Durante más de cincuenta años, cada velada había transcurrido como una copia idéntica a la anterior, y todo era cristalinamente previsible. El tiempo de convivencia en el instituto había engendrado un acervo de historias y anécdotas convertidas en tradición cultural del grupo, una suerte de mitología privada que nadie se cansaba jamás de volver a comentar y reinterpretar. Primero venía el rosario de hazañas sexuales, costumbre que se había ido reforzando conforme la insidiosa vejez se apoderaba de todos ellos, una especie de exorcismo para alejar los demonios de la decrepitud. En segundo lugar, el recuerdo emocionado de los profesores, incluso de aquellos que los habían torturado con sus tablas de logaritmos o sus análisis gramaticales, curioso caso en que el tiempo, lejos de acrecentarlo, es capaz de disolver el rencor y sustituirlo por la compasión, incluso la ternura. Luego se abría el turno de los grandes clásicos. El día en que Salvieri había conseguido ensartar un pequeño anzuelo en la peluca de la profesora de dibujo, atando luego el sedal al respaldo del asiento, de modo que al finalizar la clase la pobre señora de Bustamante se incorporó enseñando su lustrosa y patética calva, o aquella vez en que el tuerto Sanjenjo se había colado por la noche en la sala del rectorado, sustituyendo su bochornoso examen de trigonometría por una nueva versión, corregida y mejorada. Quiso la mala suerte que el portero del turno noche escuchara ruidos en la sala y acudiera con su linterna, lo que obligó a Sanjenjo a permanecer dos horas debajo del escritorio, con los calzoncillos manchados, sin atreverse a salir. Era una lástima que el tuerto ya no pudiera contar la historia, pero el resto de los compañeros no permitía que su memoria se apagase, y era de rigor que la cena no acabara sin que se volviera a narrar la epopeya como si nadie la hubiese oído jamás.
Aunque indefectiblemente empañado por alguna pérdida, cada reencuentro era en cierto modo una realización de la felicidad, una noche en la que la sagrada ceremonia de los recuerdos mantenía por unas horas en la sombra los infortunios ulteriores que había traído la vida, y cuyas huellas podían leerse en los rostros de esos viejos que reían sin parar, mientras el vino les ahuyentaba la conciencia de ser abuelos. Ahora era el turno del gordo Farengo.
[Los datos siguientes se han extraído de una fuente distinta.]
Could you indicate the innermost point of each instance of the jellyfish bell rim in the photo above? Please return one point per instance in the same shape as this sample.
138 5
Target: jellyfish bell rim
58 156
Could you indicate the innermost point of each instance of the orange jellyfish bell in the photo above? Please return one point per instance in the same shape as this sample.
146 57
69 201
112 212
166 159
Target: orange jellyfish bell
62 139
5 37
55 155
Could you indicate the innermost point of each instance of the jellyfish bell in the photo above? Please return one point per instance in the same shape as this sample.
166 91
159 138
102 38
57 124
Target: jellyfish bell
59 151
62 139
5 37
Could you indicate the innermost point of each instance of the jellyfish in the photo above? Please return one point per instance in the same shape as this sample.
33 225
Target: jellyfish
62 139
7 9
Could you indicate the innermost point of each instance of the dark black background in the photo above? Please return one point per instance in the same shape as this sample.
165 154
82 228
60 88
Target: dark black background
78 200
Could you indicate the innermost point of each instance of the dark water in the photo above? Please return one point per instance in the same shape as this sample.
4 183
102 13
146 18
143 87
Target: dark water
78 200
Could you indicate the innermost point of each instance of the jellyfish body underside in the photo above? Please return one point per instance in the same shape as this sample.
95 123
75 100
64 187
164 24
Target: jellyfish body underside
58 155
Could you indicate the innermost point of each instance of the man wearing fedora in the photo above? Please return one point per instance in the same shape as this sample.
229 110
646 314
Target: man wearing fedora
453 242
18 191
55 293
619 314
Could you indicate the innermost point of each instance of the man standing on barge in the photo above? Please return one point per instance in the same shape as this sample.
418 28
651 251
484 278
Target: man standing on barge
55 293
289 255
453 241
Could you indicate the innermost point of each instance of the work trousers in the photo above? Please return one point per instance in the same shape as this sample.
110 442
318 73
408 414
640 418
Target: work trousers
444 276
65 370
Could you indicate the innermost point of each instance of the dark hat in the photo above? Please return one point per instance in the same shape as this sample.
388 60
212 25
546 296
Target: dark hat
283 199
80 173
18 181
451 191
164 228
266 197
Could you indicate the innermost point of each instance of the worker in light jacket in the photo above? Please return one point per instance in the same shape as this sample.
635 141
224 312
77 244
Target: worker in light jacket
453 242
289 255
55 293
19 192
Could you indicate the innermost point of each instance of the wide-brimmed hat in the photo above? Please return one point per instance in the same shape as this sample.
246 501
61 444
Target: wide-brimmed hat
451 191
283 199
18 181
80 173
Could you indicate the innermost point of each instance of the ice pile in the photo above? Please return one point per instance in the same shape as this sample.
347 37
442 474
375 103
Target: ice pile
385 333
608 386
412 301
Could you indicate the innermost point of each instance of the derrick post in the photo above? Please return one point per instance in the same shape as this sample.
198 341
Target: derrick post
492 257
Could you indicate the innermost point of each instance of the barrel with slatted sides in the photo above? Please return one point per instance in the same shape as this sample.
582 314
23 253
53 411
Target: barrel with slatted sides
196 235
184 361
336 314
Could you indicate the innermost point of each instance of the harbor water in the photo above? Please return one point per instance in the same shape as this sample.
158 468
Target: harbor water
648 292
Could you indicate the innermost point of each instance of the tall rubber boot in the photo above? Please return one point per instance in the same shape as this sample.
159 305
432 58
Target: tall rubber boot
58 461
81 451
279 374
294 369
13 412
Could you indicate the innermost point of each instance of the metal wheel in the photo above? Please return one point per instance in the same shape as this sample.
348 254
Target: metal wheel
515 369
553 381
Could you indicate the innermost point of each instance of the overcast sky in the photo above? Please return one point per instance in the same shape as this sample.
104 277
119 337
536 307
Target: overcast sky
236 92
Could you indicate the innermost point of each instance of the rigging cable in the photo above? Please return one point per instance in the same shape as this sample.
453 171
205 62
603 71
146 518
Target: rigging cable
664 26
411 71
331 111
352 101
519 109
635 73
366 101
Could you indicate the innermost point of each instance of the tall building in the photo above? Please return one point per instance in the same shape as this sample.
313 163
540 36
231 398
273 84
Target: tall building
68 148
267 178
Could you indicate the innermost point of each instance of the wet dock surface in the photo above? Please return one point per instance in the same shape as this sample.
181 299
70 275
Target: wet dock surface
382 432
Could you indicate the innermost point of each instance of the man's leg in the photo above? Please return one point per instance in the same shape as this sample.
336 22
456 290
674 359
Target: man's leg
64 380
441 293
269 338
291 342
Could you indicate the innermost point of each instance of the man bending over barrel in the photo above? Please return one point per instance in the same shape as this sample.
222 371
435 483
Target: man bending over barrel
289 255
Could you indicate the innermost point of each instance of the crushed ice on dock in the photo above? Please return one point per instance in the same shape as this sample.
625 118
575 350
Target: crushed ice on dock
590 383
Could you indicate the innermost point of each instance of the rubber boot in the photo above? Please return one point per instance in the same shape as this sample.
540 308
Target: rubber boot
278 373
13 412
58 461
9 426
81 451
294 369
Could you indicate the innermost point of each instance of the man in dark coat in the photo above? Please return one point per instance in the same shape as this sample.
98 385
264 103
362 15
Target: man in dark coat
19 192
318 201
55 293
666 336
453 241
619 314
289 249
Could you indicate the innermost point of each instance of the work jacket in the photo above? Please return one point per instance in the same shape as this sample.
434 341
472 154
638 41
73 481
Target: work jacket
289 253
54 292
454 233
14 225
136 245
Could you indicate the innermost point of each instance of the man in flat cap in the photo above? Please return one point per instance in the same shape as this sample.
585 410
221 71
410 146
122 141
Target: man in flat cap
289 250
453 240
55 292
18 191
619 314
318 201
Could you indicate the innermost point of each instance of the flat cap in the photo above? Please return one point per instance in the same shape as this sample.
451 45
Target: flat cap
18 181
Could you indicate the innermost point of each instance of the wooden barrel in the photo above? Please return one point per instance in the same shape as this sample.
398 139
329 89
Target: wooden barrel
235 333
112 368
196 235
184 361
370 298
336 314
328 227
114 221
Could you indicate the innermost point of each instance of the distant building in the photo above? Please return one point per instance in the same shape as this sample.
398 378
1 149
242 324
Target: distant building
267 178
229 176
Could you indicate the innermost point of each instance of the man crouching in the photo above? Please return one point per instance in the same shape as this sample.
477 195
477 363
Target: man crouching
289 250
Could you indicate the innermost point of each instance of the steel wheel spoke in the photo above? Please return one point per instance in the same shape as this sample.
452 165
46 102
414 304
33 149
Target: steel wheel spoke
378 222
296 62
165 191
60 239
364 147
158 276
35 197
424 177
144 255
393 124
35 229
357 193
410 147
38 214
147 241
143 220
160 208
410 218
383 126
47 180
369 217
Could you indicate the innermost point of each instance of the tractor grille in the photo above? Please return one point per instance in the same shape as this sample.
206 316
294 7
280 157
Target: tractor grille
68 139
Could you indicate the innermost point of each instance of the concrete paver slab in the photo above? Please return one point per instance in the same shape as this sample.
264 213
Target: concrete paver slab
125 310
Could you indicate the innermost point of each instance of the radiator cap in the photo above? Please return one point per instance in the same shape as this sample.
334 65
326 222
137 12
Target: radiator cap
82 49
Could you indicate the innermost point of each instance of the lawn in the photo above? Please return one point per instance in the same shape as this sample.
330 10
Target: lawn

Su discurso era el momento más esperado de la noche, y como obedeciendo a una orden superior, el silencio se impuso de golpe, cuando Farengo se aclaró la garganta y empezó a desgranar el prodigio de su verbo. Queridos amigos, queridos compañeros, a nosotros nos fue revelado el misterio, el secreto que los antiguos persiguieron en el libro de los cielos y en el rescoldo del fuego. Del sentido de la vida, del fin último de la existencia, preguntas que atormentaron las cabezas de todos los tiempos, nos fue concedido a nosotros el privilegio de su respuesta, que reside en este ritual de cada año en el que volvemos a alzar nuestra copa, por nosotros y por los que ya no pueden acompañarnos, porque se han quedado en el camino. Con más o menos variaciones, algunos adjetivos añadidos allí, otros quitados allá, el discurso del gordo Farengo comenzaba de este modo, y llegado a este punto recogía la primera cosecha de aplausos y alguna que otra lágrima disimulada. Sin embargo, el anuncio de que esta vez la inspiración sería mayor que nunca, agregó una nota de curiosidad en el ánimo de los presentes, más preparados que de costumbre para emocionarse con la prosa alambicada del compañero Farengo. Los camareros ocuparon sus puestos de pie, al costado de la barra, y los cocineros salieron de la cocina con sus gorros blancos en la mano. Ellos también formaban parte de la tradición, y por nada del mundo iban a perderse el discurso anual de ese anciano rechoncho que no se separaba de su bufanda ni en los meses de verano, conductor de autobús jubilado y lector impenitente de Séneca y Ovidio, a quien su madre viuda no pudo costearle la carrera de letras porque apenas tenían para comer.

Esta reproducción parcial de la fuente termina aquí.